Here is an iterative example of a procedure computing the fibonacci sequence in SICP. The idea is:
(define (fib n)
(fib-iter 1 0 n))
(define (fib-iter a b count)
(if (= count 0)
b
(fib-iter (+ a b) a (- count 1))))
Looking at it deeper, I don't understand why continuing the computation towards fib(n+1) is necessary. I found we could have written.
;; a and b are first and second integers respectively
;; in the recursive call, b would be replaced by a+b because it is the next number in the sequence
;; so now a will be replaced by the previous value of b because it is the previous value.
(define (fib2 n)
(fib-iter 1 0 n))
(define (fib-iter a b count)
(if (= count 0)
b
(fib-iter b (+ a b) (- count 1))))
Now, I really think the first example, the one continuing up to n+1 is really redundant. I don't understand why is that necessary. What's wrong with my proposed iterative example?

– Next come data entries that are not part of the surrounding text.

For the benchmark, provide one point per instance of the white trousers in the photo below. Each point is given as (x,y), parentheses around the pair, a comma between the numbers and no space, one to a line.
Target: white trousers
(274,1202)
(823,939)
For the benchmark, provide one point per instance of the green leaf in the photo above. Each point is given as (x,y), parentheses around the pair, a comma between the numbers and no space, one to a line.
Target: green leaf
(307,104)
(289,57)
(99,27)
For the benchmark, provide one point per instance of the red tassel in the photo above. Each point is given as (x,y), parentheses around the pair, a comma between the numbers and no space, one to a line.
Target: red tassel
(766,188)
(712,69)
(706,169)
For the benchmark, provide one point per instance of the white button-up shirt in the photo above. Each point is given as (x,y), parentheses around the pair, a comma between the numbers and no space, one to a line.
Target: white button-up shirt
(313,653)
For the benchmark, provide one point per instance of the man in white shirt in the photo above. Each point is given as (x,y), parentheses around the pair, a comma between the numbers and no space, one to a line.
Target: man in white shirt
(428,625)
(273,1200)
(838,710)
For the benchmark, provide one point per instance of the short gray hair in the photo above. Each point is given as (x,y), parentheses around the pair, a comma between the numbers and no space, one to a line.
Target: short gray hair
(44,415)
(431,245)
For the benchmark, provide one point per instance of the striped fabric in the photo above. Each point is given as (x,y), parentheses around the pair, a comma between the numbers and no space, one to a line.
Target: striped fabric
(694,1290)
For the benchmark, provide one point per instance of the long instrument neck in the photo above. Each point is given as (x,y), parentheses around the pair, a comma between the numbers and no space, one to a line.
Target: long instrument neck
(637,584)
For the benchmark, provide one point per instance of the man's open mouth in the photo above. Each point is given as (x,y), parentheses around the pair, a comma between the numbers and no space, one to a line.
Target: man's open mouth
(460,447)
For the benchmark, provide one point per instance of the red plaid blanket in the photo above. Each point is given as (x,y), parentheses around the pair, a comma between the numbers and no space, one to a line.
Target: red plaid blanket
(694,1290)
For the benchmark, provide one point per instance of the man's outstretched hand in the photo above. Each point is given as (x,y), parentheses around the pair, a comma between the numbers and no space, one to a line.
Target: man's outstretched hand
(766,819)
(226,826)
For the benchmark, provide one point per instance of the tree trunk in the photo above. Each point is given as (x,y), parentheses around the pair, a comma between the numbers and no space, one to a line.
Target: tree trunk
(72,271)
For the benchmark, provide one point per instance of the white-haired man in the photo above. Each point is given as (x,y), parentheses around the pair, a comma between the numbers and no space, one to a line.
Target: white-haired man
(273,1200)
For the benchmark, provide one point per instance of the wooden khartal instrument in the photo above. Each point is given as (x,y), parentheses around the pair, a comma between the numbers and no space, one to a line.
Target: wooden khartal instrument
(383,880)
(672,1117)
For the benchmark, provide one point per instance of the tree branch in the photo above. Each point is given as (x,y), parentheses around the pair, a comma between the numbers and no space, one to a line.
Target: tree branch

Bot procedures produce correct result. However, the first one retains the relationship between a and b: a is Fib(i+1) and b is Fib(i) where i=n-count. The second method uses the first iteration to swap a and b around, thus introducing one redundant iteration. This can be seen by taking the trace of procedures:
> (define (fib n)
(fib-iter 1 0 n))
(define (fib-iter a b count)
(if (= count 0)
b
(fib-iter (+ a b) a (- count 1))))
> (trace fib-iter)
> (fib 3)
>(fib-iter 1 0 3)
>(fib-iter 1 1 2)
>(fib-iter 2 1 1)
>(fib-iter 3 2 0)
<2
2
> (define (fib-iter a b count)
(if (= count 0)
b
(fib-iter b (+ a b) (- count 1))))
> (trace fib-iter)
> (fib 3)
>(fib-iter 1 0 3)
>(fib-iter 0 1 2)
>(fib-iter 1 1 1)
>(fib-iter 1 2 0)
<2
2
What you actually want is something like this:
> (define (fib n)
(if (zero? n)
0
(fib-iter 0 1 (- n 1))))
(define (fib-iter a b count)
(if (zero? count)
b
(fib-iter b (+ a b) (- count 1))))
> (trace fib-iter)
> (fib 3)
>(fib-iter 0 1 2)
>(fib-iter 1 1 1)
>(fib-iter 1 2 0)
<2
2
Notice, there is one less iteration. However, I'm doing extra work in procedure fib.